Mit Blick auf die vorstehenden Ausführungen folgt das Gericht auch nicht der Einschätzung, wonach die Annahme, dass alleinstehende junge gesunde Männer ihr Überleben aus eigener Kraft sichern könnten, durch die derzeitige humanitäre Lage inzwischen grundlegend infrage gestellt bzw. überholt sei (so insbesondere Friederike Stahlmann, Asylmagazin 3/2017, S. 73 ff.). Das Gericht schließt sich vielmehr – auch unter Berücksichtigung der vorliegenden neuesten Erkenntnismittel – vollumfänglich der obergerichtlichen Rechtsprechung an (stRspr, z.B. BayVGH, B.v. 25.2.2019 – 13a ZB 18.32487; U.v. 8.11.2018 – 13a B 17.31918 – juris; Nds.OVG, U.v. 29.1.2019 – 9 LB 93/18 – juris; OVG NRW, U.v. 3.3.2016 – 13 A 1828/09.A – juris; SächsOVG, B.v. 21.10.2015 – 1 A 144/15.A – juris) und insbesondere dem Verwaltungsgerichtshof Baden-Württemberg in seiner Entscheidung vom 12. Oktober 2018. In dieser hier zum Gegenstand des Verfahrens gemachten Entscheidung hat sich der Verwaltungsgerichtshof ausführlich und umfassend unter Bezugnahme auf verschiedene Einschätzungen der Gutachterin Stahlmann (neben dem Bericht im Asylmagazin 3/2017 insbesondere auch mit dem schriftliches Gutachten an das Verwaltungsgericht Wiesbaden vom 28. März 2018) mit der wirtschaftlichen Situation in Afghanistan auseinander gesetzt und kam – wie auch die anderen vorstehend genannten Obergerichte – zu dem Schluss, dass sich aus den Erkenntnismitteln zu Afghanistan derzeit nicht ergebe, dass es insbesondere leistungsfähigen, erwachsenen Männern – soweit nicht besondere, individuell erschwerende Umstände festgestellt werden können – selbst ohne bestehendes familiäres oder soziales Netzwerk möglich sei, bei der Rückkehr aus dem westlichen Ausland ihr Existenzminimum zu sichern (vgl. VGH BW, U.v. 12.10.2018 – A 11 S 316/17 – juris Rn. 437). Diese Einschätzung deckt sich im Übrigen auch mit der des UNHCR in seinen neuesten Richtlinien zur Feststellung des internationalen Schutzbedarfs afghanischer Asylsuchender vom 30. August 2018 (vgl. dort S. 125).
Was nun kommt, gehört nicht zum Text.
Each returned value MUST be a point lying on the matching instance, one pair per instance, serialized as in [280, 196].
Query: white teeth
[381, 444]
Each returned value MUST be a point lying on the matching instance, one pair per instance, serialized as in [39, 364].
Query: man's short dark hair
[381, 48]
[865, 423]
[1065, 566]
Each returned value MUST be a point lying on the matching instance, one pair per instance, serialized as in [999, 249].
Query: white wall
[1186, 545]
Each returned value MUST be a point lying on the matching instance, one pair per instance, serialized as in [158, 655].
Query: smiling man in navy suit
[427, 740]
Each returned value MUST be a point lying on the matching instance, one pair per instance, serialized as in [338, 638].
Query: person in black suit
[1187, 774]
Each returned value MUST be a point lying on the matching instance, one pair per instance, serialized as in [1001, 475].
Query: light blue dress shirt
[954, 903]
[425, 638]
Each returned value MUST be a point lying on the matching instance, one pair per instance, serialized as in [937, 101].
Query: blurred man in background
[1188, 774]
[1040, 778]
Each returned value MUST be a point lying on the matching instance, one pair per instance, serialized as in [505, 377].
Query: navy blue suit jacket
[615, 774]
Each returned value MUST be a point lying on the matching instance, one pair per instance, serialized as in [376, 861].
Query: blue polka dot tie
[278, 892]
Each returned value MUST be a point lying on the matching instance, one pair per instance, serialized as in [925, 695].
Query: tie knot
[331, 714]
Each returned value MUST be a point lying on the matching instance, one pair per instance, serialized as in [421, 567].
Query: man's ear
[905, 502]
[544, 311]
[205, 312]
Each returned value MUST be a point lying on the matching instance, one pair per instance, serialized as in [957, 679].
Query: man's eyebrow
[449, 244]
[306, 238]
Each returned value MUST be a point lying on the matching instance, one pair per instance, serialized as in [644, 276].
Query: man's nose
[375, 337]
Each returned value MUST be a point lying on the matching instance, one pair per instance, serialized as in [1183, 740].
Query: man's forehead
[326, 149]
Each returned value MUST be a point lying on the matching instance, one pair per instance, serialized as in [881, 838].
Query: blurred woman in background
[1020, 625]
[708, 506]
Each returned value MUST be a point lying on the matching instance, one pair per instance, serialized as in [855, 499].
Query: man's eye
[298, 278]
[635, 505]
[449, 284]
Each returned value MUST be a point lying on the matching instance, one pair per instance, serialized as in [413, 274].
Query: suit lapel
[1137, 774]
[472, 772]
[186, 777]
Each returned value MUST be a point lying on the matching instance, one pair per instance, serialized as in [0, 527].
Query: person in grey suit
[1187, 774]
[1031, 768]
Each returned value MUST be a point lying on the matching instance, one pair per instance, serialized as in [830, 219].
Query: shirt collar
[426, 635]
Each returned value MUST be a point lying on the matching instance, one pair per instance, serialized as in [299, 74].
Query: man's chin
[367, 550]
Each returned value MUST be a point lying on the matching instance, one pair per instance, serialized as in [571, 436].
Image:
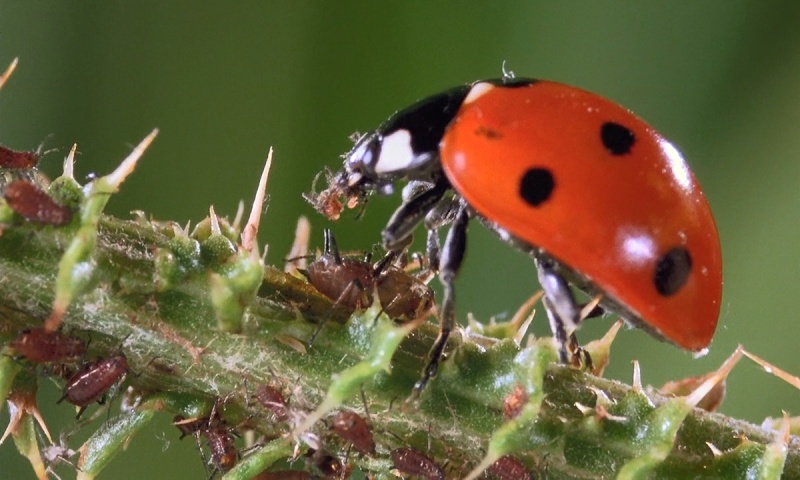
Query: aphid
[94, 380]
[328, 465]
[41, 346]
[354, 429]
[514, 402]
[27, 200]
[509, 468]
[218, 435]
[13, 159]
[222, 446]
[351, 282]
[412, 462]
[596, 196]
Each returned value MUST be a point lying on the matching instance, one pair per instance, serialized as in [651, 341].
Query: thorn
[299, 250]
[251, 228]
[212, 216]
[69, 162]
[770, 368]
[8, 72]
[587, 309]
[125, 168]
[237, 220]
[714, 450]
[520, 321]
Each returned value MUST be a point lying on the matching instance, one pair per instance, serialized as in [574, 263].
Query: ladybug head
[362, 174]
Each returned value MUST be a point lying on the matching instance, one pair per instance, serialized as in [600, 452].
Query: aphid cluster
[353, 283]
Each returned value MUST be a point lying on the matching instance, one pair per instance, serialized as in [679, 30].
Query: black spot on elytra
[488, 133]
[536, 186]
[617, 139]
[672, 271]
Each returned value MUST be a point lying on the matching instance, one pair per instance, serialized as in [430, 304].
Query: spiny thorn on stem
[250, 230]
[700, 392]
[212, 216]
[8, 72]
[69, 162]
[125, 168]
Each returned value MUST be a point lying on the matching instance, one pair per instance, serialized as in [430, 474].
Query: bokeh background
[225, 81]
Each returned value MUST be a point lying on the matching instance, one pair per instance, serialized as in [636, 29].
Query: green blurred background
[224, 82]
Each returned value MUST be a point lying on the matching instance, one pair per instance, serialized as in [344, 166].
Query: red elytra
[596, 196]
[611, 216]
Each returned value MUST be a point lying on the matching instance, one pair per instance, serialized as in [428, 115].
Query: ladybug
[596, 196]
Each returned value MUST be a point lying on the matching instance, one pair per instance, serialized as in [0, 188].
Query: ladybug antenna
[330, 247]
[507, 74]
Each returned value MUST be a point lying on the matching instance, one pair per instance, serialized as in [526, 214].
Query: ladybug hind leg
[563, 313]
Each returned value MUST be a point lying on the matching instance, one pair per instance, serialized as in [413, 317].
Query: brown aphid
[13, 159]
[514, 402]
[189, 426]
[41, 346]
[413, 462]
[94, 380]
[354, 429]
[327, 202]
[34, 205]
[273, 400]
[222, 446]
[330, 466]
[509, 468]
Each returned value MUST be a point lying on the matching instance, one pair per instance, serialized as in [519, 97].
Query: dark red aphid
[273, 400]
[509, 468]
[217, 433]
[330, 466]
[41, 346]
[222, 446]
[354, 429]
[351, 283]
[514, 402]
[13, 159]
[94, 380]
[412, 462]
[27, 200]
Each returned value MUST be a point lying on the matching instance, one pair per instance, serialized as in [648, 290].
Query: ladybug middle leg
[455, 246]
[563, 312]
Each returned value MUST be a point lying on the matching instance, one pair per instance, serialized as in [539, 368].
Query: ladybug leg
[452, 256]
[397, 234]
[563, 312]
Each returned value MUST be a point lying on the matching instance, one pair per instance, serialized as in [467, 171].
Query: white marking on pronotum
[396, 153]
[477, 90]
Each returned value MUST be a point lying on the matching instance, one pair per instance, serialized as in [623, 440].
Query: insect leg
[452, 255]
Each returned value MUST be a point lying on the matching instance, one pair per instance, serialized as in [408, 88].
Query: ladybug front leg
[563, 312]
[455, 246]
[397, 234]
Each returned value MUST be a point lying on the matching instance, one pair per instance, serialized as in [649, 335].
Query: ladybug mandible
[595, 195]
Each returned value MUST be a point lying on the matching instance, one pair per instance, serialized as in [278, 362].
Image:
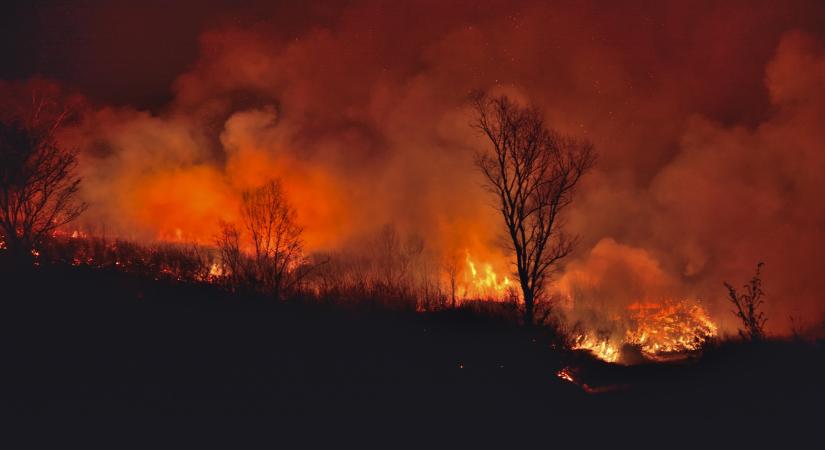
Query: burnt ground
[80, 341]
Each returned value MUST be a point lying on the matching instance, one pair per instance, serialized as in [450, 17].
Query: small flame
[485, 282]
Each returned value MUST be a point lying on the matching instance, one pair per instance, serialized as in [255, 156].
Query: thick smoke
[706, 121]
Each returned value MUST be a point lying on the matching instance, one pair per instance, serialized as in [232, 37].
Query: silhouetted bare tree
[275, 235]
[232, 258]
[533, 171]
[748, 307]
[38, 186]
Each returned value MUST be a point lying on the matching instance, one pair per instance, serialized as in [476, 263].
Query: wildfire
[657, 330]
[600, 347]
[485, 282]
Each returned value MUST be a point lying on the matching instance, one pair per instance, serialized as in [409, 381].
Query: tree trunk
[528, 308]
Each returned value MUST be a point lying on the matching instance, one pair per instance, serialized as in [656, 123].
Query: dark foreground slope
[80, 341]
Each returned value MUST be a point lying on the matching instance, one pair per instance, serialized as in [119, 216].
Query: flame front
[657, 330]
[485, 282]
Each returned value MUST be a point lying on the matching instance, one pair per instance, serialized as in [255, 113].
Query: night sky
[706, 117]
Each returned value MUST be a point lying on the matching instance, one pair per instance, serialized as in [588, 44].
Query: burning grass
[659, 331]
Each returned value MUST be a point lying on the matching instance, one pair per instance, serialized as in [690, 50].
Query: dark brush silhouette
[748, 306]
[38, 185]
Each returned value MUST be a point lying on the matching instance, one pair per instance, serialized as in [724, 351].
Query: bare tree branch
[533, 172]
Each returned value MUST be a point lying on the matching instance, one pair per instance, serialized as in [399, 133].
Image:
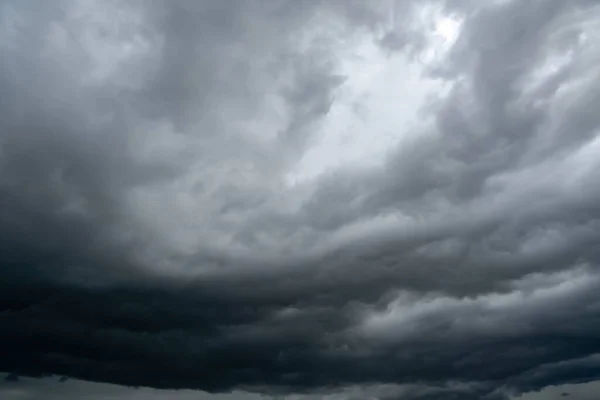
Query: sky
[299, 199]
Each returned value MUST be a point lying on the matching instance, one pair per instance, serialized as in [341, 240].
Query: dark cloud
[150, 237]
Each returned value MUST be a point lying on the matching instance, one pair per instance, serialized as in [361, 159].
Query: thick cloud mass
[172, 215]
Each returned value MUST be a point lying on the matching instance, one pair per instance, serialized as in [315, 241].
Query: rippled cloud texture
[308, 198]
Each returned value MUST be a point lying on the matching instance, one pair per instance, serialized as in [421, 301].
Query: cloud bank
[390, 199]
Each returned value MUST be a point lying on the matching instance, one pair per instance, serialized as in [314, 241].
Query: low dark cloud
[150, 234]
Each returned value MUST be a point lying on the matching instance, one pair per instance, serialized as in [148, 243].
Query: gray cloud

Auch die Bewertung von Frau Stahlmann, die abweichend hiervon unter Bezugnahme auf eine von ihr erst kürzlich durchgeführte Studie zum Verbleib und den Erfahrungen abgeschobener Afghanen vertritt, Rückkehrern aus Europa sei es in Afghanistan per se nicht möglich, ein menschenwürdiges Leben zu führen, da ihnen dort eine unmenschliche Behandlung infolge von Gewalt, Arbeits- oder Wohnungslosigkeit drohe (vgl. Friederike Stahlmann, Asylmagazin 8-9/2019, S. 276 ff.), vermag hier kein anderes Ergebnis herbeizuführen. Auch wenn die Repräsentativität der Studie von der Bereitschaft und Erreichbarkeit der Rückkehrer abhängig ist, hilft dies nicht darüber hinweg, dass sich die von Stahlmann untersuchte Gruppe bezogen auf die zwischen Dezember 2016 und April 2019 aus Deutschland abgeschobenen Asylsuchenden (laut Stahlmann 547 Männer) deutlich unter 50% bewegt und letztlich gerade einmal ca. 10% ausmacht. Dass die nicht in die Untersuchung eingebundenen restlichen Rückkehrer vergleichbar schlechte Erfahrungen gemacht haben wie die interviewten Rückkehrer, steht nicht zur Überzeugung des Gerichts fest. Soweit dies in der Studie behauptet wird, beruht dies auf bloßen Mutmaßungen und eigenen Bewertungen ohne valide Tatsachengrundlage. Überdies handelt es sich bei dem von Frau Stahlmann gefundenen Ergebnis um eine allein dem erkennenden Gericht vorbehaltene rechtliche Würdigung.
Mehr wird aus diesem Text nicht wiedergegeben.